自信につながるウルグアイ戦。森保ジャパンの戦術と工夫を解剖する (2ページ目)

  • 中山淳●取材・文 text by Nakayama Atsushi 藤田真郷●撮影 photo by Fujita Masato

 対するホームの日本は、予定どおりパナマ戦からGKを含めた9人を変更。その試合で66分間出場した大迫勇也(ブレーメン)と南野拓実(ザルツブルク)だけが2試合連続でスタメンを飾り、全体的にフレッシュな状態でウルグアイ戦を迎えることができた。

 よって、球際で激しい攻防が繰り広げられたこの試合においては、両チームのコンディション差も影響したことを考慮して見る必要があるだろう。とくに後半は、ウルグアイは親善試合の定石どおりメンバーを次々と入れ替え、6枠を使い切っている。その過程で発生するチーム戦術の乱れも、試合内容に影響したことは否めない。

 試合の方は、開始から球際に激しくきて日本に"脅し"をかけてきたウルグアイに対し、万全の準備を整えていた日本がそれに屈することなく、1対1でも互角にやり合った。日本がスピードとコンビネーションを使ってそれをかわしたことも、この試合の最初の分かれ道になったと言えるだろう。そこは、ウルグアイ側の誤算となった。

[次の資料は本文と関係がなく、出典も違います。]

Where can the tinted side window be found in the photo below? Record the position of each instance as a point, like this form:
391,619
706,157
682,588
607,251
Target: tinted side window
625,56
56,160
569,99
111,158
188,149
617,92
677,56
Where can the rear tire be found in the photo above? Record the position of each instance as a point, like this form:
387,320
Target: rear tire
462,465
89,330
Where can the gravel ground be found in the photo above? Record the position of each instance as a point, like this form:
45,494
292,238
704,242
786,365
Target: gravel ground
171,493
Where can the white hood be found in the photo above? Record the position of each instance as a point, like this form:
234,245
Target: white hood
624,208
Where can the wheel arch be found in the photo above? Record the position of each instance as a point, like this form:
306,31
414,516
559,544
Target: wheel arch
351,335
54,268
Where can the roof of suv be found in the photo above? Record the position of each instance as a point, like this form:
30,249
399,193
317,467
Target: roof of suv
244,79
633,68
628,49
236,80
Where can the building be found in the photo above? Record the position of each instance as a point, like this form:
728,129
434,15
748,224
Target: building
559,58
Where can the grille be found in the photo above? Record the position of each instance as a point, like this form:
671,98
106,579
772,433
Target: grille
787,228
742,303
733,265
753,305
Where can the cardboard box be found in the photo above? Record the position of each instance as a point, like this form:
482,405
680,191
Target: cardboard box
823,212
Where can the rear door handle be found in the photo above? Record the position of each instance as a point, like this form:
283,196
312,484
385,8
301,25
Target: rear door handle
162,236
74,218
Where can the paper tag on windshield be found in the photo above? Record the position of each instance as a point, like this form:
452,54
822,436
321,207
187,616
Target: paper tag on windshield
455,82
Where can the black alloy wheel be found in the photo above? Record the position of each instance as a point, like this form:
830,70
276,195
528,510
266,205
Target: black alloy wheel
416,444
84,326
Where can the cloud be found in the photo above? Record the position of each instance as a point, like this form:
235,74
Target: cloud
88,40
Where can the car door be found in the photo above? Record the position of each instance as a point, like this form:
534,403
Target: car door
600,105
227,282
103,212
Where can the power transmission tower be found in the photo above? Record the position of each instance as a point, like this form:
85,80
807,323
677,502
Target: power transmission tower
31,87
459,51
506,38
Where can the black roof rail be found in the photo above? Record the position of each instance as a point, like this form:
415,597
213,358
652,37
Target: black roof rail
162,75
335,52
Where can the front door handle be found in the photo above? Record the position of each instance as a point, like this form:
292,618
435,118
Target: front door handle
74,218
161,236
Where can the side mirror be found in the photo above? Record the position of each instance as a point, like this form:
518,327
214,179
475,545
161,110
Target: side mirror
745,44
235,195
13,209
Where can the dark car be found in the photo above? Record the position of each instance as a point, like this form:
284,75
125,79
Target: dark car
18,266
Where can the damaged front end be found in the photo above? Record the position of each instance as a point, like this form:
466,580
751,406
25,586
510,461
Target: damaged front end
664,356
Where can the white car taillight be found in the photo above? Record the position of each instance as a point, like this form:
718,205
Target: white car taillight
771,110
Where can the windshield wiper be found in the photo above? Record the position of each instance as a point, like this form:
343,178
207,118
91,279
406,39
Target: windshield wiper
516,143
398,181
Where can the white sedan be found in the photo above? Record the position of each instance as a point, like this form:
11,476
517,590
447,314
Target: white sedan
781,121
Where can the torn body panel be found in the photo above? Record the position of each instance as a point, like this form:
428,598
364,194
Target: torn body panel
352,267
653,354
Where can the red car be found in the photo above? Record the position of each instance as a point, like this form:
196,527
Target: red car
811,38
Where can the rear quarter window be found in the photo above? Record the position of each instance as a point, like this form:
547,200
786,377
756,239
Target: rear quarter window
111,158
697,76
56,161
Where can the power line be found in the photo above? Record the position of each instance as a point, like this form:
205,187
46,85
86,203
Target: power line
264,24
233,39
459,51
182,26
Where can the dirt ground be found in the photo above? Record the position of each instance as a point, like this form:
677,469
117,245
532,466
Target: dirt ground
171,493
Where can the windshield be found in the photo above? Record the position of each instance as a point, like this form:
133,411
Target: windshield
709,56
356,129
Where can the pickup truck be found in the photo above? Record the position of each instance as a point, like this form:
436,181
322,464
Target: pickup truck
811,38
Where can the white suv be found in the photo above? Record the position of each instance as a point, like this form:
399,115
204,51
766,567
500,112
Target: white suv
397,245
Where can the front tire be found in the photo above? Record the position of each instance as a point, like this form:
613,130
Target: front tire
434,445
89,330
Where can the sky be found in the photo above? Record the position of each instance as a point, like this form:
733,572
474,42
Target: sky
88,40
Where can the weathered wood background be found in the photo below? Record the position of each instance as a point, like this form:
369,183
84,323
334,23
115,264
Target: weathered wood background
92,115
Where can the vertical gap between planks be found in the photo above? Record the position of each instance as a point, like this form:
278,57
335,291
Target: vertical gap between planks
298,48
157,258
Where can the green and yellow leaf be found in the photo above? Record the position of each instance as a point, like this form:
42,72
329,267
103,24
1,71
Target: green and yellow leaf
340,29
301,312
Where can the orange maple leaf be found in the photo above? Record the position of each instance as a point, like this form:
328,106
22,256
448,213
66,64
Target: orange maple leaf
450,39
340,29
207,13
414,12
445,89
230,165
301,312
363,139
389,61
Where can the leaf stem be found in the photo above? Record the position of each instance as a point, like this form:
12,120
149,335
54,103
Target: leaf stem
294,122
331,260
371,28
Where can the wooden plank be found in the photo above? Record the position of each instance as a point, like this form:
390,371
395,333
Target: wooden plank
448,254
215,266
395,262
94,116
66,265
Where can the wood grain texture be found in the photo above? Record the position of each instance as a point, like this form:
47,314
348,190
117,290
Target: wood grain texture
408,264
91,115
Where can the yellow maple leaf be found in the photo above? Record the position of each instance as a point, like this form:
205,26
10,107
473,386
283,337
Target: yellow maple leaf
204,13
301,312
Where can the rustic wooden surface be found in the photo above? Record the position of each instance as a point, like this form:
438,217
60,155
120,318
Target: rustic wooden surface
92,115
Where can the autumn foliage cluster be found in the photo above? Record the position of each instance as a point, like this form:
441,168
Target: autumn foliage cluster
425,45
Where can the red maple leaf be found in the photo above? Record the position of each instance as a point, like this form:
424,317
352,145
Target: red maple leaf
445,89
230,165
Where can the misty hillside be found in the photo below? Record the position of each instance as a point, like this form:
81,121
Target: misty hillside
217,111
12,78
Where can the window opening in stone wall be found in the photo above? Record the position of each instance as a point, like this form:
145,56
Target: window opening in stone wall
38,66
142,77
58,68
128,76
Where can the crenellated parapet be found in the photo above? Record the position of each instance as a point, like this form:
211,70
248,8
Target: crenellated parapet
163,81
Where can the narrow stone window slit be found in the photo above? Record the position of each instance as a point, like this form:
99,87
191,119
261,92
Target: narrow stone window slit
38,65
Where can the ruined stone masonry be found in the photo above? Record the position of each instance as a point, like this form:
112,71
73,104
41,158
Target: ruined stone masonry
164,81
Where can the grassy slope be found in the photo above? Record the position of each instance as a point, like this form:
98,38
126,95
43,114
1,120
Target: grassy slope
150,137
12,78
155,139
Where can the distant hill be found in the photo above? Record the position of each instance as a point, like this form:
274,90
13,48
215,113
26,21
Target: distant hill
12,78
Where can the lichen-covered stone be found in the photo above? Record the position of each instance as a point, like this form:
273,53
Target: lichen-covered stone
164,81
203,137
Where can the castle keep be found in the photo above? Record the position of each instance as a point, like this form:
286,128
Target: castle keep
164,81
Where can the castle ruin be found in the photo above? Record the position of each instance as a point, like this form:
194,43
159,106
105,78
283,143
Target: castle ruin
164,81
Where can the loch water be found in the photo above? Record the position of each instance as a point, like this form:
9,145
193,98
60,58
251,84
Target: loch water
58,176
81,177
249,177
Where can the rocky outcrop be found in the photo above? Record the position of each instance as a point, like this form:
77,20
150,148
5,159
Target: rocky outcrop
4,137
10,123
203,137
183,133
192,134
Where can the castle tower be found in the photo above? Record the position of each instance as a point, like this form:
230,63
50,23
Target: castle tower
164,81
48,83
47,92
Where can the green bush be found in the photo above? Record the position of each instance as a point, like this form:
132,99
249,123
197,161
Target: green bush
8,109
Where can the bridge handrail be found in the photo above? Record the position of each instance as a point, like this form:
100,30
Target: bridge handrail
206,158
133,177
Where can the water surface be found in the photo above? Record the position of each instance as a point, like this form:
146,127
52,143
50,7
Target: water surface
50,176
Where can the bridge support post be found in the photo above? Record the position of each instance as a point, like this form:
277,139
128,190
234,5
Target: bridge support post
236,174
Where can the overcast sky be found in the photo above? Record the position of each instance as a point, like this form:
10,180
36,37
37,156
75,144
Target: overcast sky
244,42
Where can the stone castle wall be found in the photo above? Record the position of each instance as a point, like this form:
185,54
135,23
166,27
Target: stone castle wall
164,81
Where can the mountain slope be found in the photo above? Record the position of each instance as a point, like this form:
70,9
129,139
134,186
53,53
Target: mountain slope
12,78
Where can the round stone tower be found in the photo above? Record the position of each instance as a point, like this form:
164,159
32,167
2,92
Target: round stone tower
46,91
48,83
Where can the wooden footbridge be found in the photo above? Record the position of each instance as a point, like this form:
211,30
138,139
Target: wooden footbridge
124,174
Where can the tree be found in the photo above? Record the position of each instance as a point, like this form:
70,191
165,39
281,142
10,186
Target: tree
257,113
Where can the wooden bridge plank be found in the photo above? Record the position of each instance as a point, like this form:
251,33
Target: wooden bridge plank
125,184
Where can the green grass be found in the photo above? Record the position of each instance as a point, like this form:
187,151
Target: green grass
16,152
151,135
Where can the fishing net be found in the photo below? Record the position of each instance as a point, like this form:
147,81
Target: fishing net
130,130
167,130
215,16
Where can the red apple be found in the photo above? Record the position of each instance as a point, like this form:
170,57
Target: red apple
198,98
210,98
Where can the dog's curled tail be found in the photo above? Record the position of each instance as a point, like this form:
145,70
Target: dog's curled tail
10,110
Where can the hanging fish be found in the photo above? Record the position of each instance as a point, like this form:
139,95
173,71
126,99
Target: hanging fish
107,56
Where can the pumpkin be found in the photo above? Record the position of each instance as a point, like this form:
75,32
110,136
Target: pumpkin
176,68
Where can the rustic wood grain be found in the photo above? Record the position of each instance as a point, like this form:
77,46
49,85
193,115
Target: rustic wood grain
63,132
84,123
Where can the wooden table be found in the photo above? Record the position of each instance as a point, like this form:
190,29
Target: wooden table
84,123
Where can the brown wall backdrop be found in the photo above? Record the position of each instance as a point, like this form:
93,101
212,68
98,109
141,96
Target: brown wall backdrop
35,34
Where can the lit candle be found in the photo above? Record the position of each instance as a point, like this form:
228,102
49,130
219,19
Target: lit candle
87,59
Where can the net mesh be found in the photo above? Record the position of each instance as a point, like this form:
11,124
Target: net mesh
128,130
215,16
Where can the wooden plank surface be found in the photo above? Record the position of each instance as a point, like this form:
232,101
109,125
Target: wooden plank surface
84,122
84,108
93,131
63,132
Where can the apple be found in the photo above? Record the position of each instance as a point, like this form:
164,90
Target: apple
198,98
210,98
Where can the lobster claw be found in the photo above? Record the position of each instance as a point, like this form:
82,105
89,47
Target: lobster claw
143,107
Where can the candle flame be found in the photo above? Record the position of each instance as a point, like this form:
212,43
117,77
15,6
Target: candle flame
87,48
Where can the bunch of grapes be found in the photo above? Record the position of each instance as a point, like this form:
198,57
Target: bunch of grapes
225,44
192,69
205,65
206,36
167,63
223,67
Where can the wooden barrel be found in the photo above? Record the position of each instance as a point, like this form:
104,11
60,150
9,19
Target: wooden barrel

 しかもウルグアイは、W杯とは異なる指揮官と過去2試合とも異なるメンバーで編成された新しい日本を研究する術もなく、度々守備面での甘さが垣間見られた。それを象徴していたのが、前半10分の日本の先制ゴールのシーンだ。

 この場面で、吉田麻也(サウサンプトン)のフィードを左サイドで受けた中島翔哉(ポルティモネンセ)はワンタッチでマーカーのペレイロを外し、その瞬間に斜めに走った南野に強いくさびを入れているが、ペレイロの軽い対応と、パスコースを空けてしまったトレイラの緩慢さからは、あのレベルのパスが入ってくるとは予想していなかったように見えた。

 また、南野に対応したディエゴ・ゴディン(アトレティコ・マドリード)も慎重さが欠けていた。南野のターンとその後のシュートまでの流れは称賛すべきだが、これもまた、南野を侮っていたゴディンの対応の甘さが露呈したシーンだった。

 いずれにしても、思わぬ先制点を許したことで"負けん気"に火がつくと、ウルグアイはよりアグレッシブな姿勢を見せた。そのため、以降はほとんどお互いがセットした状態でにらみ合うような時間帯はなく、トランジッション(攻守の切り替え)の多い試合展開が続くことになった。

「我々が望んだ展開ではなかった」と試合後のタバレス監督が語ったように、計7ゴールが生まれるというやや大味な試合となってしまった理由は、それらの要素が大きく影響したと言えるだろう。